Hayrat Neşriyat Meali Bunun üzerine onu (o hâdise hakkındaki hükmü) Süleymân'a anlattık. Bununla berâber her birine hüküm ve ilim verdik. Dağları ve kuşları, Dâvûd'la berâber tesbîh etmek üzere (ona) itaatkâr kıldık.(2) Ve (bütün bunları) yapanlar (biz) idik.*
İlyas Yorulmaz Meali Sonra Süleyman'ın bu konu hakkındaki verileri doğru kavramasını sağlamış ve hepsine (Davut ve Süleyman'a) hükümler ve ilim verdik. Ve Davut'la beraber Rabbini tesbih eden dağları ve kuşları onun emrine verdik ve biz bunları yapanlardanız (bunları yapabilme gücüne sahibiz).

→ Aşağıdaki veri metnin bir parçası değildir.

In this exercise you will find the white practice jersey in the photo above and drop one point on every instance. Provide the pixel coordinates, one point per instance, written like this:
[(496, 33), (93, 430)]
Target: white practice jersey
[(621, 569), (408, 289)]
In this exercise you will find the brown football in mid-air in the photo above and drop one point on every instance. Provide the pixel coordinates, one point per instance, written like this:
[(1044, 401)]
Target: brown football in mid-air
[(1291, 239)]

Kadri Çelik Meali Biz bunu (yargılamayı) Süleyman'a kavrattık. (Davud ve Süleyman'ın) Her birine de hüküm ve ilim verdik. Davud ile birlikte tesbih eden dağlara ve kuşlara boyun eğdirdik. (Bunları) Yapanlar biz idik.

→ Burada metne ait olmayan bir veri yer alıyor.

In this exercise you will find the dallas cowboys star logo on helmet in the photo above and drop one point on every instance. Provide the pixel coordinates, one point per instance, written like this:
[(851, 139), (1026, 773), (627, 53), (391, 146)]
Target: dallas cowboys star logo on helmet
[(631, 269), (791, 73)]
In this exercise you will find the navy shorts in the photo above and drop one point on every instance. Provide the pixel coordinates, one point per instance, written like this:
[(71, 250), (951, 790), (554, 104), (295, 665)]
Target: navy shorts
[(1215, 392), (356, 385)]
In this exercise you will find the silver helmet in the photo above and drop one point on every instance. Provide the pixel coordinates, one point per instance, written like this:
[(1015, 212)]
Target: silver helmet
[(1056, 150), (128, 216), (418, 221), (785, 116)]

Mahmut Kısa Meali Bunun üzerine, henüz genç yaştaki Süleyman’a, bu dâvâ hakkında en âdilâne çözümü ilham ettik. Süleyman babasının huzuruna gelerek, “Bence sürüyü, bir yıllığına tarla sahibine verelim. Bu zaman zarfında koyunların sütü, doğuracağı yavrular, yünü vs. onun olsun. Bu arada, onarıp eski hâline getirinceye kadar tarlayı da sürü sahibine verelim. Böylece hem tarla sahibinin uğradığı kayıp telâfî edilmiş, hem de sürü sahibi mağdur edilmemiş olur.” dedi. Bu hükmün daha âdil olduğunu gören Davud, kararını değiştirdi. Gerçi Davud’un verdiği karar da yanlış değildi, çünkü Biz, her ikisine de sağlam bir muhâkeme yeteneği ve ilim bahşetmiştik. Öyle ki; Davud ile beraber sınırsız kudret ve yüceliğimizi dile getirip tesbih etmekte olan dağları, taşları ve hattâ kuşları onun çağrısınaboyun eğdirmiştik. Evet, bütün bunları Biz yapıyorduk. Ve Davud gibi Allah’a yönelirseniz, size de aynı nîmetleri veririz.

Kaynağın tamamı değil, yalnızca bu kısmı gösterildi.